At the same time, the weaker brother may not bind the stronger brethren with an injunction to love him and submit to his own preference. Paul warned that there is a very real danger for weaker brethren to “judge” those who better understand the gospel freedom they have in Christ. Paul sets out this opposite error, when he writes, “Let not the one who eats despise the one who abstains, and let not the one who abstains pass judgment on the one who eats, for God has welcomed him” (Rom. 14:3). One may not assert a mandatory action onto the conscience of another believer, when God has not done so, under the auspice of a call to act in love toward other members of the church. The call to love the weaker brother, by not eating or drinking in his presence, does not give the weaker brother a right to lay an extra-biblical command on the conscience of another. Rather, it is a call to remember those around us. The Apostle Paul is essentially calling both groups to remember that they are dealing with those “for whom Christ has died.” Christ’s death has set our consciences free from man-made rules and regulations. At the same time, Christ’s death has bound us together with all other believers so that we are to deal with them in the most wise and loving manner possible.

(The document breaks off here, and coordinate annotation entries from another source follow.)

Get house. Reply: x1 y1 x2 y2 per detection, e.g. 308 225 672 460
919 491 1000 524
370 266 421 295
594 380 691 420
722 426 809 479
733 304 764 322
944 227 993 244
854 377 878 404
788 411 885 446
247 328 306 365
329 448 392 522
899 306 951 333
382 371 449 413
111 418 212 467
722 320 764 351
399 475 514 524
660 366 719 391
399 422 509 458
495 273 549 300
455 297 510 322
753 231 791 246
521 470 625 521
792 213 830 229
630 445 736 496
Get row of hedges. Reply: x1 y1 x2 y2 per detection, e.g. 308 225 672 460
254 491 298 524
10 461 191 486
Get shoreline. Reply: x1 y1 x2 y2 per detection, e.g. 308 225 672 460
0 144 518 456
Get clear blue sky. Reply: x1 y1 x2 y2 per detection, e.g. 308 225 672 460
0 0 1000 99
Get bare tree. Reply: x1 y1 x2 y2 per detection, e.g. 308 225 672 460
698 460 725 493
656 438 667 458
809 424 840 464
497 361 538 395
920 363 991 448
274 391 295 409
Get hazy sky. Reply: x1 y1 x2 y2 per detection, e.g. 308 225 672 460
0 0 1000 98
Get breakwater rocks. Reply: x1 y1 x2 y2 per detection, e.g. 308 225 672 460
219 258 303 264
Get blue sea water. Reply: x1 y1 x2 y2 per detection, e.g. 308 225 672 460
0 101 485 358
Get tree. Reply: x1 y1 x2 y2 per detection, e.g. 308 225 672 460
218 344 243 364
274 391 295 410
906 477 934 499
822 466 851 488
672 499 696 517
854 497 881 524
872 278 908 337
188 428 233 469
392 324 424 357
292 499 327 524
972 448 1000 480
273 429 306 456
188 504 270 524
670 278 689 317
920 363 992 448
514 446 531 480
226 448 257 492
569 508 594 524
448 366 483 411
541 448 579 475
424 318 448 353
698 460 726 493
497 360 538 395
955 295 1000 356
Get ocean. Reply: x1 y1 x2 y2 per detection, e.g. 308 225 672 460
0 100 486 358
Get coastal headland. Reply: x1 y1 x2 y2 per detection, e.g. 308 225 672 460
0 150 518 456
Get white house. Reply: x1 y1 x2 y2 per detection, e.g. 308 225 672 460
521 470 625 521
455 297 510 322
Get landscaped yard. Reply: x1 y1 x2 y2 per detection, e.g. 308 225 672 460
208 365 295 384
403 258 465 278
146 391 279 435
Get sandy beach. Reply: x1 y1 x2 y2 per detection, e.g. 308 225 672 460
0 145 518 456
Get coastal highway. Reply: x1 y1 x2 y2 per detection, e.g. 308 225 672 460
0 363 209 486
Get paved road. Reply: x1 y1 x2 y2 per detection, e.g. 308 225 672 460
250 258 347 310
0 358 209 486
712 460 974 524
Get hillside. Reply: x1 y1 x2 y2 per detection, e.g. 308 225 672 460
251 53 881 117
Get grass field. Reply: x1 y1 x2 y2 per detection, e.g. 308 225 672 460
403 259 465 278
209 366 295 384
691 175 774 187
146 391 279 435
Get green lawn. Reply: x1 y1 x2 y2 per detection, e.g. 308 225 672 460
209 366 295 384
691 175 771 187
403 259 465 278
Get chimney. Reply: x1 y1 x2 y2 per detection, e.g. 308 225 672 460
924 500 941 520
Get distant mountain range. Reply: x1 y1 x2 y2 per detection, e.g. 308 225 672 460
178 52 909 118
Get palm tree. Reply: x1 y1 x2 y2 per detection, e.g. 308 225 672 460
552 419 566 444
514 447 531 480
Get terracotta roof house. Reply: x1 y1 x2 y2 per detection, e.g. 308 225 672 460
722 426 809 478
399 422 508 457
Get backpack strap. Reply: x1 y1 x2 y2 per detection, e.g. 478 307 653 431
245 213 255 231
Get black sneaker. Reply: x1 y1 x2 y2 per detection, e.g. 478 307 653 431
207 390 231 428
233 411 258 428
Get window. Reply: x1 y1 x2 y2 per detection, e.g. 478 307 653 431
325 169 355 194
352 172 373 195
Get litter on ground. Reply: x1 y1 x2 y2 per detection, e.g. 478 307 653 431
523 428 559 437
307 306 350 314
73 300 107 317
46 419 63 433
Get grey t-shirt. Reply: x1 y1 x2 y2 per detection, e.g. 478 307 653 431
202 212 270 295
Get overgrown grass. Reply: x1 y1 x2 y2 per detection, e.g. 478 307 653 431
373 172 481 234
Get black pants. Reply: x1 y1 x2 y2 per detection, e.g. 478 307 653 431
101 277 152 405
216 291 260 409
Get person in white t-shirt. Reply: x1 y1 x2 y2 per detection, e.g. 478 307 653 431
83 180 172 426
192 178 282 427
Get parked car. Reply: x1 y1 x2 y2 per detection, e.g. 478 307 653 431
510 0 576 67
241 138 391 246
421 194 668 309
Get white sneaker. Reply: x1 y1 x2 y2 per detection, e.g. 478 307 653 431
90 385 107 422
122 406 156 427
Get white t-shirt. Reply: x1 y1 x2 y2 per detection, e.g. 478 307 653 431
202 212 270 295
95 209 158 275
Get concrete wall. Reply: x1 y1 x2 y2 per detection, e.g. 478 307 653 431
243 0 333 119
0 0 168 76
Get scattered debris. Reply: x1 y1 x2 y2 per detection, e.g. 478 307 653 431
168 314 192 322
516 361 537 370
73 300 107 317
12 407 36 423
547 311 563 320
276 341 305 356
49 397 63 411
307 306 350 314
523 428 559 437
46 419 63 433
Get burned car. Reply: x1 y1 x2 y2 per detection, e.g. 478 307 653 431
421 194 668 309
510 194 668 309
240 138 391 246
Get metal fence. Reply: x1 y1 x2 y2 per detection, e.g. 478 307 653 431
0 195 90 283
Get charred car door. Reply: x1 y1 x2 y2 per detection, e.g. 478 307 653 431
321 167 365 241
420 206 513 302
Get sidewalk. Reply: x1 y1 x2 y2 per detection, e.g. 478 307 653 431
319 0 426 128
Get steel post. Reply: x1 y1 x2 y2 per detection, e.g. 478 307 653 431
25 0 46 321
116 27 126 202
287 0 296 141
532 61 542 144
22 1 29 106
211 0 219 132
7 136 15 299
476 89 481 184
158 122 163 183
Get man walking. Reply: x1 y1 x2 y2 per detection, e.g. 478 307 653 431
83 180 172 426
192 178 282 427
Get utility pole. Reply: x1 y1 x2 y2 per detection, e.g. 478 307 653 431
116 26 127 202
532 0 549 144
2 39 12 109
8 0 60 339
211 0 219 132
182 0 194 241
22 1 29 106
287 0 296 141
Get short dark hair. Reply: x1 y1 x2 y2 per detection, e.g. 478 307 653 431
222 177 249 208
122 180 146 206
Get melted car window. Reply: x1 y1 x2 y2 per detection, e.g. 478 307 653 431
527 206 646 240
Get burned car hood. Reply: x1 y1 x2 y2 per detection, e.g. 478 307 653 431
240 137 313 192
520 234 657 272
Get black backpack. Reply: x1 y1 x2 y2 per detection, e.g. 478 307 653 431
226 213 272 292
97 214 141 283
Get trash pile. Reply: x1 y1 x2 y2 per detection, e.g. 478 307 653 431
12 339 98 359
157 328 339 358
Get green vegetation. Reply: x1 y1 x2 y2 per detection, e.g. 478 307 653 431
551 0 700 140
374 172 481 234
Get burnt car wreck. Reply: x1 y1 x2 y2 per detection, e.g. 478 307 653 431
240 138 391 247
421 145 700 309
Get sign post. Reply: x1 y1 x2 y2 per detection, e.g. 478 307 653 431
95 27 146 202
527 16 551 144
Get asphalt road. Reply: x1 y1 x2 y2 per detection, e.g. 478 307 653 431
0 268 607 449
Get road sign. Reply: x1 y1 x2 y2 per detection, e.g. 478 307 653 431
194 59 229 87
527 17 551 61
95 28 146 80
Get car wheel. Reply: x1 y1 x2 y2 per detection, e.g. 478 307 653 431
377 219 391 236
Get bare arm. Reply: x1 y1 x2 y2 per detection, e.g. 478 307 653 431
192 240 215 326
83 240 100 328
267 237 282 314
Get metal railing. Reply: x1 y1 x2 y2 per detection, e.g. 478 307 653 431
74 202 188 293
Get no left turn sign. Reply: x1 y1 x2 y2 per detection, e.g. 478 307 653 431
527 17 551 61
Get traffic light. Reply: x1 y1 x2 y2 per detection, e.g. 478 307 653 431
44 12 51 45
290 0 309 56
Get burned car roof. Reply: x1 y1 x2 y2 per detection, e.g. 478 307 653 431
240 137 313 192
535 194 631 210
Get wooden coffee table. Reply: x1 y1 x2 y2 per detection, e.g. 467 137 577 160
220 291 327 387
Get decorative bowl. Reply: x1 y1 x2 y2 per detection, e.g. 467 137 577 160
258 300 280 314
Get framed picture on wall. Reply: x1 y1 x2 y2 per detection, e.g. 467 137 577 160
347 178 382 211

So what is the way forward for churches? I am not sure that I have a clear and definitive answer. In many congregations, sessions have opted to have one service for those who feel most comfortable being around others who are taking precautions by wearing a face covering, and another service in which face coverings are optional. This may not be ideal, but it may be a temporary solution to the problem. However, whatever a congregation decides on this matter, we must never forget the principles set out by the Apostle. When you look at the person in the seat next to you at church—or online while viewing a worship service—do you see one who for whom Christ died; or, do you see one who is either living up to or failing in your personal expectations? Do you see other believers as those who are indwelled by the same powerful Christ by whom you are indwelled; or do you see someone who should agree with your strong opinions on any given matter? The secret to the Christian life is in remembering your identity and freedom in Christ. It is also in remembering the identity of the brethren in Christ. If you focus only on yourself, you will begin–albeit, inadvertently–to either judge, despise, and disregard the other members of the body. Commit to praying that the same powerful blood that redeemed us from our sins would again unite us together in Christian love and fellowship regardless of our opinions on this matter.